Disclaimer: The following account suffers from both my hazy memory and the demands of expediency, so the best I can say about it is that it is mostly accurate.

-- CurtisBartley

***** Logging Project I *****

Around August of 1999 my team started work on a distributed application. The bulk of the system was being written by a team in another city, but my team was responsible for a major subsystem.

My job was to implement a number of services that would make up part of a distributed application. I knew from the beginning that we were going to need some sort of logging system. This wasn't because the customers requested it (they didn't) or because the official architecture called for it (it didn't). What I knew for sure was that I was going to need it, first as an aid in debugging my own components during development and second because I knew yours truly was going to be expected to troubleshoot the production system.

It's worth noting that Project I was going to be operated by my company but sold through resellers who were going to resell it to the ultimate end-customers. To make it more complicated, the end-customers (who would pay for the service) were buying it to service their own clients. We attempted to identify all the different roles involved in the usage of the system, giving us (at least), clients, two kinds of end-customers, customer-support people at the re-sellers, and customer-support people working for my company. However, we failed to identify operations at my company as an important role, and we didn't attempt to interview the operations people we had working on other projects, although in hind-sight that would have been a good idea. It's also worth pointing out that although we got some money from our resellers, most of the development effort was funded with my company's money.

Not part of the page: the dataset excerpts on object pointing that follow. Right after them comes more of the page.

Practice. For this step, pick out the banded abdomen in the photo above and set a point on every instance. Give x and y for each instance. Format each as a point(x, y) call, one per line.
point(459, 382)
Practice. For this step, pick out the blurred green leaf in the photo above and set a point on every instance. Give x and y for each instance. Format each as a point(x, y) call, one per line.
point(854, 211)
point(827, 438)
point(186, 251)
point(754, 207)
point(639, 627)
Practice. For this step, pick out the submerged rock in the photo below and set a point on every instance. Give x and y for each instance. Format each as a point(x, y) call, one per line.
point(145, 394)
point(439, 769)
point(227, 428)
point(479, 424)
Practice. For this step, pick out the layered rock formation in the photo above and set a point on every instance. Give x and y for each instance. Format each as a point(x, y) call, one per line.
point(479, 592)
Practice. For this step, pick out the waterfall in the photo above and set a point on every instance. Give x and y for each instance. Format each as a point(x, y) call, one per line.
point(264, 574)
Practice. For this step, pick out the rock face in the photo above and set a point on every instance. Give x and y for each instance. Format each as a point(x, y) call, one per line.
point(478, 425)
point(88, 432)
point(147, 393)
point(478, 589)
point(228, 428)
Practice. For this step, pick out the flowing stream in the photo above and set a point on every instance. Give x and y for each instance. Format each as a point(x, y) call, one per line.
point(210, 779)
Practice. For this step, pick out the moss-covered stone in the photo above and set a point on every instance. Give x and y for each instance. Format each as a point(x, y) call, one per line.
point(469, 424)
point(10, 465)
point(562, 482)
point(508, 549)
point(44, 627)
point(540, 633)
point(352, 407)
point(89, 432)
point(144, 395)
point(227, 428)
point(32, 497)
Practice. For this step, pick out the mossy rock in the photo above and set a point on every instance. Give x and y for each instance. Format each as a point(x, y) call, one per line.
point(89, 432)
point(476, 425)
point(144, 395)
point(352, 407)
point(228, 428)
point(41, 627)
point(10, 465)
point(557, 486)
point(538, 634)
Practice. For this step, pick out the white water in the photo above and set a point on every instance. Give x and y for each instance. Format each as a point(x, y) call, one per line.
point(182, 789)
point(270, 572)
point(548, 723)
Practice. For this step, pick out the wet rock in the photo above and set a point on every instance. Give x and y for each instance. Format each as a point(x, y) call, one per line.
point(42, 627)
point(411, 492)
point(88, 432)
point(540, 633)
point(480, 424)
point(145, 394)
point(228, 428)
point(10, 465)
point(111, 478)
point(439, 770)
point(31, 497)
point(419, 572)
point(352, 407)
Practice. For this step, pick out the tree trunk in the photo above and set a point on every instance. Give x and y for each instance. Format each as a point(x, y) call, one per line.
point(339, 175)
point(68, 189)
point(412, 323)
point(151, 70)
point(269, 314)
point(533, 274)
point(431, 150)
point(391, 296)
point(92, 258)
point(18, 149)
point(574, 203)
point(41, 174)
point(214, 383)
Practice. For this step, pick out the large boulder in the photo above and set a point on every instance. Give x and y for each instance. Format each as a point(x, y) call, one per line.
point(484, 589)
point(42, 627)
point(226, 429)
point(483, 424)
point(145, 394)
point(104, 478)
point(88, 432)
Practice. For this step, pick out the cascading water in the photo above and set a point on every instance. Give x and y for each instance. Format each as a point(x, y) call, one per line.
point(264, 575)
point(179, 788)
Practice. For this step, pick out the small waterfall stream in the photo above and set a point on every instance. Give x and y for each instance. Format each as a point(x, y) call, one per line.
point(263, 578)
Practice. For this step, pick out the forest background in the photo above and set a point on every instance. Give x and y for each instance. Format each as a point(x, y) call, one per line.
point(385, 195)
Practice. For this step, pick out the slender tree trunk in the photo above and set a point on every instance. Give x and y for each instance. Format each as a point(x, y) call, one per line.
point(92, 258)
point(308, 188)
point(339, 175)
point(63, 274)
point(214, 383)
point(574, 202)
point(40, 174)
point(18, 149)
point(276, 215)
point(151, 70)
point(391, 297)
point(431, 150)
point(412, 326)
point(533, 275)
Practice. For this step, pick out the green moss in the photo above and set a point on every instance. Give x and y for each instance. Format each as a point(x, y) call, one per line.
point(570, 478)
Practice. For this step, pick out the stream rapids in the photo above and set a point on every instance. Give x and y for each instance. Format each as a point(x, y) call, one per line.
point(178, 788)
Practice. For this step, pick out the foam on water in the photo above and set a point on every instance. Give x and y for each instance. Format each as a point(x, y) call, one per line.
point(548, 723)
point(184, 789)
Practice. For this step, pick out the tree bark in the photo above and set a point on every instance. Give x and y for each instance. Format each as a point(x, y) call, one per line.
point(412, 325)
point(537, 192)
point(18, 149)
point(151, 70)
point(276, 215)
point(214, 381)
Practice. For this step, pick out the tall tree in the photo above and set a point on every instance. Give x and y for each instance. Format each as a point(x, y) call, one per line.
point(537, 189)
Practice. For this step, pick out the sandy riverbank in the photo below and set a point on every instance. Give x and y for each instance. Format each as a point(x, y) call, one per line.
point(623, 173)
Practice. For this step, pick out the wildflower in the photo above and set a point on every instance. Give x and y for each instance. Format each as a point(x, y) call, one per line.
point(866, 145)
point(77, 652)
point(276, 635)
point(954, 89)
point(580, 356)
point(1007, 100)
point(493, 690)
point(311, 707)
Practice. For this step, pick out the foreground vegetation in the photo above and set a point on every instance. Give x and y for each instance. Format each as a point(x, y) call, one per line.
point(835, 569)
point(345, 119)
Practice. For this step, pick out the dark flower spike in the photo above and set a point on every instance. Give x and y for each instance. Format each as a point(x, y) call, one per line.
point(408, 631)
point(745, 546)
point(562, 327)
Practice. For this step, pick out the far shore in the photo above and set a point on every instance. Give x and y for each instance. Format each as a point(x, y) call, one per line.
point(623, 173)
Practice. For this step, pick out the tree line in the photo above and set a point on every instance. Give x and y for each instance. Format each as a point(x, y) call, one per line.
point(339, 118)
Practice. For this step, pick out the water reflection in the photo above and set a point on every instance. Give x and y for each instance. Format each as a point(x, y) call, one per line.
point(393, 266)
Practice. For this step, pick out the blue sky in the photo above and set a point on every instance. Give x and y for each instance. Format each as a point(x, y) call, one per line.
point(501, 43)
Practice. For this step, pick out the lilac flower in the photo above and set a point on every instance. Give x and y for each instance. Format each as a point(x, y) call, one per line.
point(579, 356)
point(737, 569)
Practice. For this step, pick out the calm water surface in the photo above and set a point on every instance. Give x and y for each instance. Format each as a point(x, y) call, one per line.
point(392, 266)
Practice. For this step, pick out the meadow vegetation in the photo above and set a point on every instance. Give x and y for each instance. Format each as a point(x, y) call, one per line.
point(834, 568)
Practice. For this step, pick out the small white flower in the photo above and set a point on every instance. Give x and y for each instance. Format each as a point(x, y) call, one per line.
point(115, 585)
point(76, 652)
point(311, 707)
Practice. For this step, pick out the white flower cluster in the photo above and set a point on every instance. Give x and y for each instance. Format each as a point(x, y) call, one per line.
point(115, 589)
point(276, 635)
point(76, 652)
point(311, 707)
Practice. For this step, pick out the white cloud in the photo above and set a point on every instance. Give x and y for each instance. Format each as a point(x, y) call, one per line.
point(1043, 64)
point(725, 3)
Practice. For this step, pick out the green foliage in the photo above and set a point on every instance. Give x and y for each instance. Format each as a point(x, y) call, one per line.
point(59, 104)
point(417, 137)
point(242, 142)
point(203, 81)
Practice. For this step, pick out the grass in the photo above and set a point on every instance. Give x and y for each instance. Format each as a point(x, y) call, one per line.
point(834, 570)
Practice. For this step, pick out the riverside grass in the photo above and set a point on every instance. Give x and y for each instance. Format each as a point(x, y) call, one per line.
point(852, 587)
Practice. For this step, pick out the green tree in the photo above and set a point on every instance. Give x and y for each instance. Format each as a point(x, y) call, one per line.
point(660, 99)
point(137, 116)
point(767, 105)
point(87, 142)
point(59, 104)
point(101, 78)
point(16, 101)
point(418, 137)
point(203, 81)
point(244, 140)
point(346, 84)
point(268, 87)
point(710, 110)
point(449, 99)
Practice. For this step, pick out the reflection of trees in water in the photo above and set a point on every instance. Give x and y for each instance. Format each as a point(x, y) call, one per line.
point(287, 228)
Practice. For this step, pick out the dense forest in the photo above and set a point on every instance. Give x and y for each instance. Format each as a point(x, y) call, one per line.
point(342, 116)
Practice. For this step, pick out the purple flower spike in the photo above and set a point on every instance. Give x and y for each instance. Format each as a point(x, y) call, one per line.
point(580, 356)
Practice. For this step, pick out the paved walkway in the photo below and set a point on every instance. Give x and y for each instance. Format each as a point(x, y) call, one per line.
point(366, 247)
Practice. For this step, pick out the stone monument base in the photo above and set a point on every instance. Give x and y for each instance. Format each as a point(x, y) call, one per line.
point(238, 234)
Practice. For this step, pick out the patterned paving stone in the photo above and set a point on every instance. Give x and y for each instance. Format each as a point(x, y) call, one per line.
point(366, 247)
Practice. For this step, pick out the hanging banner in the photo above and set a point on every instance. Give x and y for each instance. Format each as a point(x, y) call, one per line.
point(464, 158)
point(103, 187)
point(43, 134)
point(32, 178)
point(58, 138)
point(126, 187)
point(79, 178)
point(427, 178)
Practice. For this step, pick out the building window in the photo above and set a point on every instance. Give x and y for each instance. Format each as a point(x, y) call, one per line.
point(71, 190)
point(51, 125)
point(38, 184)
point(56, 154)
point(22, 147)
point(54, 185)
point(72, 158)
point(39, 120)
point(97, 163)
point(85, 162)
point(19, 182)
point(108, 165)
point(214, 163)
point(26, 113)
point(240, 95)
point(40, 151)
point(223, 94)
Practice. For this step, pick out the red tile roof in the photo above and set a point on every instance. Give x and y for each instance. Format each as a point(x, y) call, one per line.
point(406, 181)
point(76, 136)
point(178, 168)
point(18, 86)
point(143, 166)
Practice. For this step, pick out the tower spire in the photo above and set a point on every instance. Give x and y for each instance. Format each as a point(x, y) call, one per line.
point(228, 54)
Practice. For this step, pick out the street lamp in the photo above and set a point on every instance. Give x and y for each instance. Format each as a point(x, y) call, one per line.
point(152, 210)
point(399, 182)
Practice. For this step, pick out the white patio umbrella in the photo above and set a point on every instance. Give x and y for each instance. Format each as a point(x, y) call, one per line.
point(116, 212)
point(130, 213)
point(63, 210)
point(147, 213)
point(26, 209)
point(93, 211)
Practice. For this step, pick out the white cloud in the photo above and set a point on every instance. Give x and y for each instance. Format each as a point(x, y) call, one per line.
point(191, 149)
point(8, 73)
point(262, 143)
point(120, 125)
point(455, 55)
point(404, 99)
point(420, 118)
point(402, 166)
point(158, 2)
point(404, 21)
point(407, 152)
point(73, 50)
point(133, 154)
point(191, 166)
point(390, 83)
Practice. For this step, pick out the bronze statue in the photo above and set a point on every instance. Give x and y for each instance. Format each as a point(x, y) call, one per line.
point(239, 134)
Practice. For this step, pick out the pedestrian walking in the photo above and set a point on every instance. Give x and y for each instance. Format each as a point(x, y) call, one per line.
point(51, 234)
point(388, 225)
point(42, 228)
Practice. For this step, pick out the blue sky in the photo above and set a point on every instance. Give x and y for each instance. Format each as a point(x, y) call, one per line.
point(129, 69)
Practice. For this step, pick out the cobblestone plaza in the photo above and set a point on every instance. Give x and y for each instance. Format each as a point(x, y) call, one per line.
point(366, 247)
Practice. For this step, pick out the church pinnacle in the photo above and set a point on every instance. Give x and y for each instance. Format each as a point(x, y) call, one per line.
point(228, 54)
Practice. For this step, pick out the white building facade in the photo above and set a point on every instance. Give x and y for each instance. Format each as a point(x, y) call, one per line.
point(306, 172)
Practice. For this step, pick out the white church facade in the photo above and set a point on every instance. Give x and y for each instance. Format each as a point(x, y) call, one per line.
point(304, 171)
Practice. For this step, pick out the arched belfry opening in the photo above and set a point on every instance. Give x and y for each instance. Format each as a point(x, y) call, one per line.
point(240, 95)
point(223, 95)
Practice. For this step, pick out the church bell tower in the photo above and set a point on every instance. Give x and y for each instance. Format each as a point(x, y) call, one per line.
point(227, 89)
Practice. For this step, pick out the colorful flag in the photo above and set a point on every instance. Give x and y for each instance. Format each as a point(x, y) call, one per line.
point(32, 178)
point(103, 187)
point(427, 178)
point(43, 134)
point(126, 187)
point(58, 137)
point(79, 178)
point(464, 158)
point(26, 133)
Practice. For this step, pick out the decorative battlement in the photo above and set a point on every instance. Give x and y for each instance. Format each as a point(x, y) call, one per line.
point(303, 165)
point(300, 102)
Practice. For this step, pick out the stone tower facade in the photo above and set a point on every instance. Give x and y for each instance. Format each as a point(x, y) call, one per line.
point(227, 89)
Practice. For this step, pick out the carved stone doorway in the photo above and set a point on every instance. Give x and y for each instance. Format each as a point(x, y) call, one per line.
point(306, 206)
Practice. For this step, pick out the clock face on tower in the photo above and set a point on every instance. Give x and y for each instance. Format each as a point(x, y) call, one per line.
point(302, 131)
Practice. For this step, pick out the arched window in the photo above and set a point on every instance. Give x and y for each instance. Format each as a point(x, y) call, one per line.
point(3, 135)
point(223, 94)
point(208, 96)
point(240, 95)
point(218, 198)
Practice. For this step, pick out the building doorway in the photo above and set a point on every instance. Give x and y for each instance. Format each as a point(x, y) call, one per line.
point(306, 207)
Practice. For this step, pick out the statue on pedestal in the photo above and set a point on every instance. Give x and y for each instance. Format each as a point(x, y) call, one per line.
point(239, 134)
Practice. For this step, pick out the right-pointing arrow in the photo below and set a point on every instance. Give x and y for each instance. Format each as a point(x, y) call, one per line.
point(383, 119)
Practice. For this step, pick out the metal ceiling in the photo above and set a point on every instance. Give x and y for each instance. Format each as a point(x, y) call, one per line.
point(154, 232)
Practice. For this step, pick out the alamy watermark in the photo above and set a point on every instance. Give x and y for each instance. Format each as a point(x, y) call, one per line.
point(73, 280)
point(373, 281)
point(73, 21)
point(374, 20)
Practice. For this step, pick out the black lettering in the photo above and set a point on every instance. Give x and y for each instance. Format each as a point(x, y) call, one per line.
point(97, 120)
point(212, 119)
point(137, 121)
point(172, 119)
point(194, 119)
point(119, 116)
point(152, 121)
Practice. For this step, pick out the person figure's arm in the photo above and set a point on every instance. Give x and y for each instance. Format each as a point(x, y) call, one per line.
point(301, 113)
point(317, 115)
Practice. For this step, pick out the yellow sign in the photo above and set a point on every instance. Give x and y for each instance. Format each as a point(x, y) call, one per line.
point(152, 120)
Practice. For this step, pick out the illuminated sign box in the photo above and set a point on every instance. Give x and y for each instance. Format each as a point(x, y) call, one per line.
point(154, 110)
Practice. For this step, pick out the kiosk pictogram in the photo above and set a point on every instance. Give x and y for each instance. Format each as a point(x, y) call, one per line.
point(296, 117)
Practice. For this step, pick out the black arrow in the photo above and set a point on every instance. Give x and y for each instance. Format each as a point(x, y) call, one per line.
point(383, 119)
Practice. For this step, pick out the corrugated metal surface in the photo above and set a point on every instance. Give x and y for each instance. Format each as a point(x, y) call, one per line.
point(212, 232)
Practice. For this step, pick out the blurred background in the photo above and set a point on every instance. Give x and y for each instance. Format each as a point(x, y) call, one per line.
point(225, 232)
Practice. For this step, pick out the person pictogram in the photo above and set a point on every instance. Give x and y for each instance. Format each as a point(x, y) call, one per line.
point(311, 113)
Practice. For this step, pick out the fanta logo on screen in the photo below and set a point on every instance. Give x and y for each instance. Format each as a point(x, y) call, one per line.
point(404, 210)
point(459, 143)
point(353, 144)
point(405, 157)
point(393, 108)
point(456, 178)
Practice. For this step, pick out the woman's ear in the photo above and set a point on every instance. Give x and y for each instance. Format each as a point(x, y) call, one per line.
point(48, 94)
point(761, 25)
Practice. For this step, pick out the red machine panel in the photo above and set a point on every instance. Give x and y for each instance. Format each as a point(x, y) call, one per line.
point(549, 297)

So even if we'd been doing the entire project at one site, it still would have been impossible to use the standard ExtremeProgramming process.

I Envision the Logging System

From the very beginning I was convinced that we would ultimately need a network logging system that could aggregate logs from many different processes running on many different machines, and we needed some form of filtering that would allow us to view specific subsets of the aggregated logs. And clearly we were going to want to monitor for errors in real-time so that operations could deal with them as quickly as possible.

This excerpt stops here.